Concord, CA--To find their way around the sky, modern aircraft depend on accurate velocity and positional data generated by an inertial navigation system (INS). A typical INS includes several gyroscopes and, increasingly, miniature accelerometers.

These accelerometers generally produce an analog output signal that must be passed through an A/D converter and changed to a digital format for use by the computerized navigation system. All A/D converters introduce error-sometimes on the order of a few hundred aeGs-which reduces the accuracy of the measured acceleration. For some INS applications, such seemingly trivial error can be significant. "If you eat up .25 of your sensitivity with A/D error, that's a big deal," says Bert Egley, a design engineer at Systron Donner's Inertial Division.

As a solution to this problem, Egley and a team of engineers developed, over a period of ten months, a miniature accelerometer that produces an inherently digital output. Called the Vibrating Quartz Accelerometer (VQA), it eliminates A/D-conversion errors and makes integration easier for Systron Donner Inertial Division's customers.

At the heart of the VQA is an assembly of two crystalline-quartz force-sensing crystals and a disk-shaped pendulous mass. A pair of flexure hinges support the mass along one edge and allow themass to move along the accelerometer's sensing axis. Attached to opposite sides of the mass across the flexure hinge, the two crystals restrain this motion.
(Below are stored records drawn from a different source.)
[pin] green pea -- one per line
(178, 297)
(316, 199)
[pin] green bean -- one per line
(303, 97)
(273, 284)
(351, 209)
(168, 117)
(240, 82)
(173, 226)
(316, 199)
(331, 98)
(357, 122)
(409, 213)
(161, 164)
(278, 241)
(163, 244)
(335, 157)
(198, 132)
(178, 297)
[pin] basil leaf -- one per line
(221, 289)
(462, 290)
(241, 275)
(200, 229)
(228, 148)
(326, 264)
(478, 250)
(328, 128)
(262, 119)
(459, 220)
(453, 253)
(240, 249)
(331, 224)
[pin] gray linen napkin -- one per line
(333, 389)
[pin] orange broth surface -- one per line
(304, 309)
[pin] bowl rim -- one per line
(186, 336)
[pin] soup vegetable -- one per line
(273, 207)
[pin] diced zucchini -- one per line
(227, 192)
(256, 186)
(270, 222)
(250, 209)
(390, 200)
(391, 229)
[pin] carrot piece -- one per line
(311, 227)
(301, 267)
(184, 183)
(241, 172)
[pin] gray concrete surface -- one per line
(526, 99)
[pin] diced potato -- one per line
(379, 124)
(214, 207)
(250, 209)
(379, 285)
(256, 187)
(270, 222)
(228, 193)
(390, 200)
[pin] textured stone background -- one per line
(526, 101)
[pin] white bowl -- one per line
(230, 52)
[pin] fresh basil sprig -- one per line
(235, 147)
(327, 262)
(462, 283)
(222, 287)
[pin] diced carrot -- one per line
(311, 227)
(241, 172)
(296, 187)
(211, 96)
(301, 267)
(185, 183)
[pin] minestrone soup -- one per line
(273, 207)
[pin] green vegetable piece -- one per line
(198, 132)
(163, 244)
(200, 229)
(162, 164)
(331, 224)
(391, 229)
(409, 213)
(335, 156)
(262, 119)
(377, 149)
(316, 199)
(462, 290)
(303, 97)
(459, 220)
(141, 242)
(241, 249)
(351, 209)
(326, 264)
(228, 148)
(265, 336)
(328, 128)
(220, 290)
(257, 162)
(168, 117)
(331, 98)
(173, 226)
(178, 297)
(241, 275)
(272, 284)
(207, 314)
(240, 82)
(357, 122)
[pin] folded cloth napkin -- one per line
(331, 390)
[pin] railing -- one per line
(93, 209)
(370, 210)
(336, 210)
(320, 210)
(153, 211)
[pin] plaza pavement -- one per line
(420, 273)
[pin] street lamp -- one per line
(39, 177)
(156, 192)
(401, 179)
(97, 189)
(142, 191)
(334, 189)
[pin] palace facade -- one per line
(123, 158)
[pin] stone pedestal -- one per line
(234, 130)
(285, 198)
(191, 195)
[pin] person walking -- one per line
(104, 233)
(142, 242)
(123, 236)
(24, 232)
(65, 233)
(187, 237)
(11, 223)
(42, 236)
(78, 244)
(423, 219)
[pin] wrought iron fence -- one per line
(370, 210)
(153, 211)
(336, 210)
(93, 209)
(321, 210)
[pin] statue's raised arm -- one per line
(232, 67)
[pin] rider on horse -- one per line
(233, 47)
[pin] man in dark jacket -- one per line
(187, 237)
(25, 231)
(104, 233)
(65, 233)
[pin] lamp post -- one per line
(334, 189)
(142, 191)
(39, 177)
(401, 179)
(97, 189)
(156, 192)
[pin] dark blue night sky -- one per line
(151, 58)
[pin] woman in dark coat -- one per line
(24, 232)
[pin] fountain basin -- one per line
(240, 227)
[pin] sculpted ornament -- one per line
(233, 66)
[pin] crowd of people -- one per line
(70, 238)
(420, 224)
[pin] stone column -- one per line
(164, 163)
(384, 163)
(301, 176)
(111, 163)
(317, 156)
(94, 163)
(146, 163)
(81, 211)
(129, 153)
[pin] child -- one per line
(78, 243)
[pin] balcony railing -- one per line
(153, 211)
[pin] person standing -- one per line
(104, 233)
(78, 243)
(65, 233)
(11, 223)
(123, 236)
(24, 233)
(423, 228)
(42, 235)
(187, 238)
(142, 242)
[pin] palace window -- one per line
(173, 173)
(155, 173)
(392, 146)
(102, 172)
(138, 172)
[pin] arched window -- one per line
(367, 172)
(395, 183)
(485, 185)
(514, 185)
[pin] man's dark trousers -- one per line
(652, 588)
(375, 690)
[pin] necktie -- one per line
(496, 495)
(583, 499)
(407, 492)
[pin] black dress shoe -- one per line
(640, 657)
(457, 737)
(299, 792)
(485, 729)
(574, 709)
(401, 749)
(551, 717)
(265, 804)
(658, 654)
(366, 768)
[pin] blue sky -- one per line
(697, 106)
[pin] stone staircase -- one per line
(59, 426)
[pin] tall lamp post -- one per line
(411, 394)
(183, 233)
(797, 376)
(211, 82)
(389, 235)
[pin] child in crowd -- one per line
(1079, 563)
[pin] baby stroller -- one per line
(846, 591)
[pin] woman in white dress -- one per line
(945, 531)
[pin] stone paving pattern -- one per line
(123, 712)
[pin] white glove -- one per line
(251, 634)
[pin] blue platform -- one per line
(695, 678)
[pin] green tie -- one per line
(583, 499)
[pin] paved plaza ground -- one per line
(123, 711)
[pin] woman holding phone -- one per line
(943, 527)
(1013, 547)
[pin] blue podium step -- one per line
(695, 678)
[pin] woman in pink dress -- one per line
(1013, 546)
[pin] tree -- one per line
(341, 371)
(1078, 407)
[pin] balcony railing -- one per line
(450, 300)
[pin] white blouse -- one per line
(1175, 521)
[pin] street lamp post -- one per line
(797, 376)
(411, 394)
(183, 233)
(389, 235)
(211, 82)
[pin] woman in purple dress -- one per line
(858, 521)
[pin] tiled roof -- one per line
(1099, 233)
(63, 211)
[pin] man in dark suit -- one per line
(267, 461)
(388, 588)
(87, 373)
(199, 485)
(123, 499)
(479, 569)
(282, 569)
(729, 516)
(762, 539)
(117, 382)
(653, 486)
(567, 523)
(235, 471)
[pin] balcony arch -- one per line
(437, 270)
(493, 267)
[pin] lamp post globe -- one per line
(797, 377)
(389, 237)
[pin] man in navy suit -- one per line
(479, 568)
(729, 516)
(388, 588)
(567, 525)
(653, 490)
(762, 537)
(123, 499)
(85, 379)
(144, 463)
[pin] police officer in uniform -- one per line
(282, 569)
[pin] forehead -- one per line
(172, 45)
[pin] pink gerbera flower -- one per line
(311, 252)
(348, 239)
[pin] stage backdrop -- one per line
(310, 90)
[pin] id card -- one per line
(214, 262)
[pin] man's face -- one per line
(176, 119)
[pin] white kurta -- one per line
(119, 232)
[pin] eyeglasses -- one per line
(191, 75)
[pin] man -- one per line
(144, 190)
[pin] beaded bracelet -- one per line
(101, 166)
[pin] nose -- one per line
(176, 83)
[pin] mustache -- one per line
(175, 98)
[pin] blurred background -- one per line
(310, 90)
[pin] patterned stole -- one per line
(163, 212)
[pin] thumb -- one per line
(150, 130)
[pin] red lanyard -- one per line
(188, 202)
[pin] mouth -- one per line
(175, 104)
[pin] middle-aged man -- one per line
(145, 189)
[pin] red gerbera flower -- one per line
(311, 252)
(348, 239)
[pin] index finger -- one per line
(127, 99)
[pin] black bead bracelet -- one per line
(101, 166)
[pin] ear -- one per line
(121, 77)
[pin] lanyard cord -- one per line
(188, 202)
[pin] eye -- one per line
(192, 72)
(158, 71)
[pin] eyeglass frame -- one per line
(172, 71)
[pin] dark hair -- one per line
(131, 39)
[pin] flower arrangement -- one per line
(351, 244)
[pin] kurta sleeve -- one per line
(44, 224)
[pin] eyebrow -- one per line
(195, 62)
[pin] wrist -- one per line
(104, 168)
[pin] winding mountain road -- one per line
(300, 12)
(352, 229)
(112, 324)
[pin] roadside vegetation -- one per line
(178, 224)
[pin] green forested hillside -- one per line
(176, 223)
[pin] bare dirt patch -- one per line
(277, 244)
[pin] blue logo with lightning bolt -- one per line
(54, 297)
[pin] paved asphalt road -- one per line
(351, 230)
Formed into each force-sensing crystal is a pair of tuning-fork-like tines. Crystalline quartz is highly piezoelectric, and a set of electrical oscillator circuits bonded to the crystal exploit this property to drive the tines at 16 kHz, their fundamental oscillatory mode.

Applying an acceleration load along the sensing axis causes the pendulous mass to move. As it moves it loads the two crystals, tensing one set of tines and driving them to a higher frequency, and compressing the other set and driving their frequency lower. "What we have here are guitar strings, continuously plucked by the oscillator," says Egley. "Load them and their frequency changes."

By finding the difference between the two frequencies, the sensor determines the magnitude of the acceleration event. For every G of acceleration, each crystal's frequency changes by about 8 Hz. The sensor's operating range is plus or minus 100G with a resolution of 50 aeG. Surprisingly rugged, it will survive 1,000G shocks and 10G random vibration from 20 Hz to 2,000 Hz. To reduce the VQA's temperature sensitivity, engineers mounted copper plates to each side of the quartz assembly. The plates also help improve the sensor's vibration performance. Positioned within a few thousandths of an inch of the pendulous mass, they work in conjunction with the inert gas inside the case to provide squeeze-film damping of the mass.

Other Applications

  • Marine instrumentation

  • Autopilot systems

  • High-vibration sensing environments

Early prototypes exhibited an unexpected problem in which the VQA's output would make brief unexpected jumps from 16 kHz to 87 kHz. Using a detailed FEA model created with ANSYS, Egley studied the relationship between the electrode positions and the third harmonic mode. By subtly redesigning the electrodes he found a way to avoid energizing the third mode while only slightly affecting the efficiency of the primary mode.

"This device competes with analog units costing from $2,000 on up," says Egley. "In high volume, we can get this price down to a few hundred dollars apiece."